One of the excuses MLB likes to tout for eliminating teams is that their facilities don’t meet MLB standards. Some MiLB owners, like Dave Heller, take issue with that claim. Standards for baseball facilities haven’t been updated since the 1990 Professional Baseball Agreement, and it’s certainly a problem if stadiums don’t meet expectations laid out 30 years ago. However, it sounds as if MLB is holding these facilities up to the whatever standards will be agreed upon when the new PBA is ratified. if teams are eliminated when the current PBA expires at the end of the year, they won’t be given a chance to upgrade their facilities.

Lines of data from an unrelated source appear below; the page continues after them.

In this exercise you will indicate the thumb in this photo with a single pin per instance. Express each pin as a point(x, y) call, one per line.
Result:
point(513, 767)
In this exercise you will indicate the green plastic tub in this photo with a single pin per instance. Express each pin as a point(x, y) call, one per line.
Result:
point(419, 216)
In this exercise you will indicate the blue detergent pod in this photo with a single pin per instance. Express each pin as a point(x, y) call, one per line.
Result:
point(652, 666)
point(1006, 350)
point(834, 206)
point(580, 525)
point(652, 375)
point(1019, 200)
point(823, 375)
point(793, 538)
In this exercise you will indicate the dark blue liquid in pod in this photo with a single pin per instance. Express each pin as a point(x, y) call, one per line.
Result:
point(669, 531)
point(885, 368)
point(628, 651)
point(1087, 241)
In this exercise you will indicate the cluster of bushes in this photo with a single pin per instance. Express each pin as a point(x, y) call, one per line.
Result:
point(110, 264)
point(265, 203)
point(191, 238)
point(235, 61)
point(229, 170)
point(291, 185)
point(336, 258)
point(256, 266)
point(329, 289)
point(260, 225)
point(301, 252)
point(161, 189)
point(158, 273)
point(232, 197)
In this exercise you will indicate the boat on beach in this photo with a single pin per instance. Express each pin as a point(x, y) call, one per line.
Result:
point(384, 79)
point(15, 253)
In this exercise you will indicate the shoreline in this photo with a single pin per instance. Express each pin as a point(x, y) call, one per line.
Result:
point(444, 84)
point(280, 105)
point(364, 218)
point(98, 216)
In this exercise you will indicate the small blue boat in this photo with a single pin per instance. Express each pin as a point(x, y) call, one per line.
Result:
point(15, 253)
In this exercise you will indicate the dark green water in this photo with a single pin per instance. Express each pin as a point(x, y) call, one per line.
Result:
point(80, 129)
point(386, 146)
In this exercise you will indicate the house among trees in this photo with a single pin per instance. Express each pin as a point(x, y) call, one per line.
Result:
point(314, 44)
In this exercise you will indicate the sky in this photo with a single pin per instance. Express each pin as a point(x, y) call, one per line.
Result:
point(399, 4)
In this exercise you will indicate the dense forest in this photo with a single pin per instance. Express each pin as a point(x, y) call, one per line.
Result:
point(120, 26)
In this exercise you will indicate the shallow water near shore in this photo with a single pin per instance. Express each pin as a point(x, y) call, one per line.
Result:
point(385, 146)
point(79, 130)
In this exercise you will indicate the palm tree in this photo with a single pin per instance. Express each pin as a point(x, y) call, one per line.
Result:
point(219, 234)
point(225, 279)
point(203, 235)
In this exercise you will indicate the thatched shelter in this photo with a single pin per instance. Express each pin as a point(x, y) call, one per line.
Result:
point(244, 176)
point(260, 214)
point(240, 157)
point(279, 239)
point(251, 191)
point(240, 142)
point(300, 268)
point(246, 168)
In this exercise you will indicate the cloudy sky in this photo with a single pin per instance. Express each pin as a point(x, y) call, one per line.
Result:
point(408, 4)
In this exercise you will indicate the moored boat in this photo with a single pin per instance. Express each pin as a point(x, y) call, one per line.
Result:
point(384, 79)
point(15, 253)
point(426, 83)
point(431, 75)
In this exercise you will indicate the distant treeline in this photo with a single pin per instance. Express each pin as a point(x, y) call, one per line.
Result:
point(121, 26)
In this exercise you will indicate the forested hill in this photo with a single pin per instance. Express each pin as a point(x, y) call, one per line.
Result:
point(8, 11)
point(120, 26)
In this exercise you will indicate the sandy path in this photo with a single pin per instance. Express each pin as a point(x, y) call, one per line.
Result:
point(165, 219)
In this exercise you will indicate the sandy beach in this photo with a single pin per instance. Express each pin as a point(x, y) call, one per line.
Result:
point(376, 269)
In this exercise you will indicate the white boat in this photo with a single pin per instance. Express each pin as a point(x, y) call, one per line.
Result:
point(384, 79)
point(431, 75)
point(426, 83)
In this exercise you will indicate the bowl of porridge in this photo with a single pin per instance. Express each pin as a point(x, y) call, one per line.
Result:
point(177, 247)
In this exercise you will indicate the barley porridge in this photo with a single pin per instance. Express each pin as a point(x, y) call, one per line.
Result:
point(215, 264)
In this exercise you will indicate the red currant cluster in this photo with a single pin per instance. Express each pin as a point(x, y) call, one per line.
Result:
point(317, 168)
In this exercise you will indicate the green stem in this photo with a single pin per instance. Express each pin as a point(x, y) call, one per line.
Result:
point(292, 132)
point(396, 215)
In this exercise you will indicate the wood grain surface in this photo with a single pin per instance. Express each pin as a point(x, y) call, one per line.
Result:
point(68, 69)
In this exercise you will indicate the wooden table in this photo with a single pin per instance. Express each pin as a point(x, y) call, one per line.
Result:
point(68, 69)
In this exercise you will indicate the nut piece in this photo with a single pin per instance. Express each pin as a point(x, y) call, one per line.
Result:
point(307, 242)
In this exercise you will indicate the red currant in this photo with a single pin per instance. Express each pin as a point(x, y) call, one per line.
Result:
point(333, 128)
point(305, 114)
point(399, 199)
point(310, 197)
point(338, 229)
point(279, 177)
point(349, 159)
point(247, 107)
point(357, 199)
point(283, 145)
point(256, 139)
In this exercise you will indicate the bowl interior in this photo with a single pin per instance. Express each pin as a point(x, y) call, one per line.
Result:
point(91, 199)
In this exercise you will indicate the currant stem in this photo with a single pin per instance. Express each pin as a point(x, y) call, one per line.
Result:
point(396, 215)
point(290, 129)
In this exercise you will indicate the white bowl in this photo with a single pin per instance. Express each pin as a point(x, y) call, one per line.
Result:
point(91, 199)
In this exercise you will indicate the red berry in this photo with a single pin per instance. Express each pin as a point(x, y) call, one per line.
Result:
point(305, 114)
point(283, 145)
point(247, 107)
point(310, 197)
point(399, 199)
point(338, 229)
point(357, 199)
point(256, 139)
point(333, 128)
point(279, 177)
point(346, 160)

That’s not only unfair, but it could kill off any chance these teams have of ever being viable if they are, in fact, unviable now. The last time standards were upgraded, revenues increased as the upgraded facilities drew larger crowds. Teams in the mostly independent Dream League won’t have the same financial support available to make these upgrades, and independent teams have short life expectancies. Even if MLB keeps the Dream League afloat, what motivation would they have to keep one team alive when another could pop up in a different city.
Any team that falls below the current standard would find it all but impossible to make the required upgrades before the end of the season. Most minor league teams will be hit hard by lost ticket revenue from cancelled games. Teams should at least be given until the PBA can be renegotiated. The contentious 1990 PBA was eligible for re-negotiation after three years, and a three-year period to update facilities to a new agreed upon and clearly defined standard seems more than reasonable.
The COVID-19 pandemic has already thrown enough of the baseball world into question. These communities needed this summer to further prove how important baseball is for them, and with everything shut down indefinitely, they’ll lose that opportunity. MLB should table this proposal for the immediate future if not throw it out entirely.